The following are 6 habits millennials and new investors should inculcate in order to be financially independent till the end:

  1. Compounding only works in your favor if you start saving for your retirement early

    Compounding is the golden ticket to make your money grow faster and better than ever before. All you have to do is have a steady stream of income and try to save on a regular basis (at least quarterly), for it to work in your favor. Remember, borrowing money can break the cycle and end up working against you.

  2. Invest in indexes but understand that you cannot beat the unpredictable market

    Using indexes is the best way to match the performance of the market, and a strategy like that has the potential to beat the market on its own in long-term earnings and impressive gains along the way.

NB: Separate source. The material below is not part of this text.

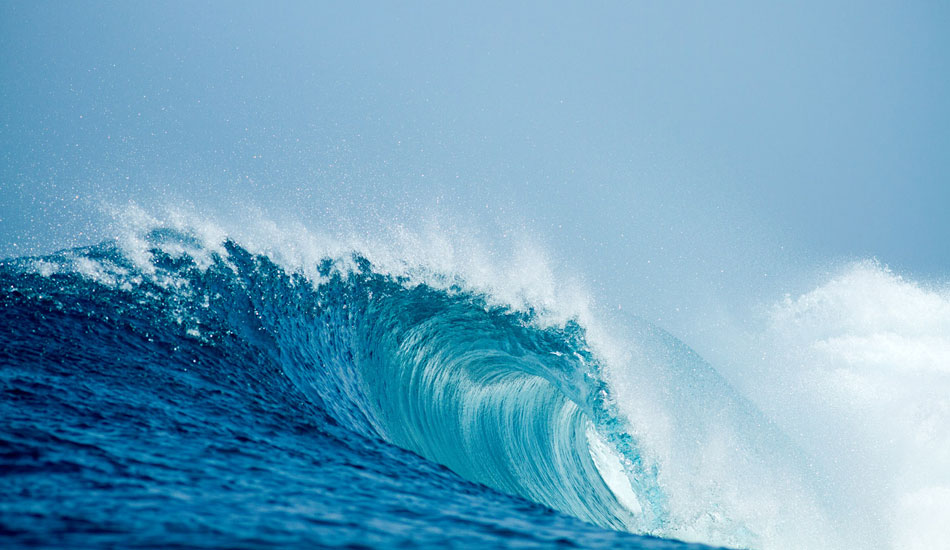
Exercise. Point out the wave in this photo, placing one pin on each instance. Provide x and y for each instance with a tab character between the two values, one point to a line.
517	386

Hence, passive management and indexing are the way to go for those with no investment experience, and they don’t involve taking on any added risk.

  3. Hold on to your investments, let them reap gains and avoid getting burnt

    Inexperienced investors can face lots of trouble by relying on insider tips and tricks for timing the market, which can only lead to loss. When you have a lot invested, it becomes easy to get emotional and make indecisive moves that are likely to turn out bad for you. Avoid trying to time market fluctuations, trust the investments you’ve made and hold on to them to reap long-term gains.

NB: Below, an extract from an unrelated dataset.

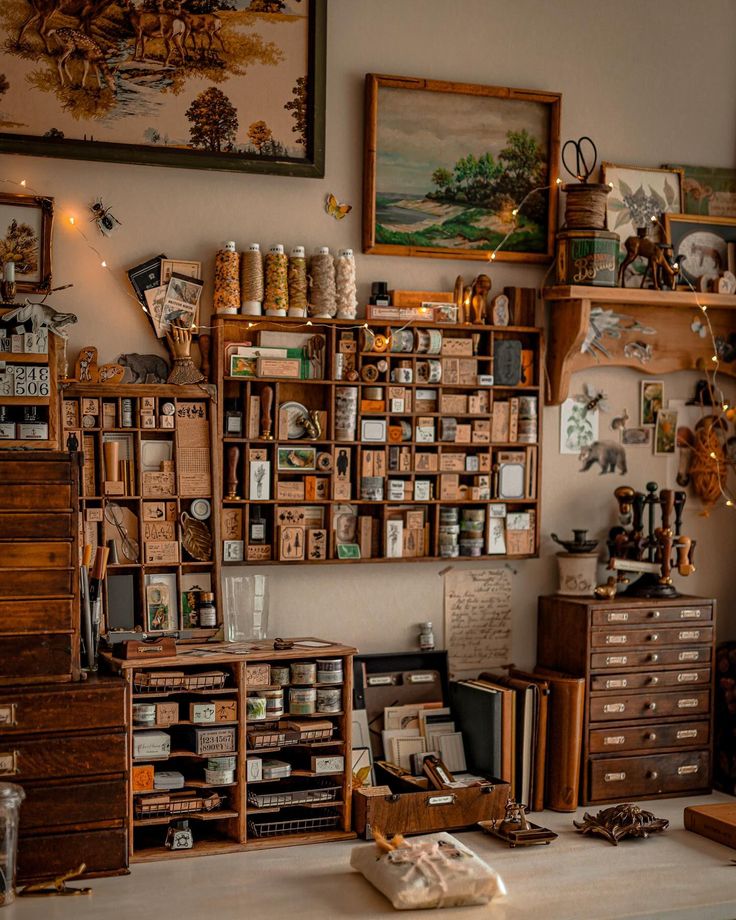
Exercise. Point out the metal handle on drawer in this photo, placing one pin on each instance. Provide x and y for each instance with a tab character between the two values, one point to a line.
9	764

  4. Chasing short-term returns can lead to bad decisions – the market always reverts to the mean

    Do not let short-term changes in the market influence your investment strategy. Investing trends come and go, and the market is most likely going to revert to the mean a few years down the line. Look at the long term, don’t follow the flock blindly and trust in your own investing strategy.

  5. Funds that ask for low fees to maintain are more likely to offer higher returns

    Believe it or not, research has proven that investment funds that ask for low maintenance fees normally show better returns. Also, the past performance of a fund is not always a viable indicator of its future performance, so invest less and reap more by relying solely on the expense ratio.

  6. Diversification is the ultimate strategy to curb risk and get the maximum out of your investments

    Diversification is the best tool in the shed when it comes to minimizing your risk as it works diligently to attain higher returns for you in the long term, through a varied investment portfolio of various asset classes and investments in different sectors. The idea is to keep your goal in mind while choosing assets that range from bonds and stocks to other vehicles.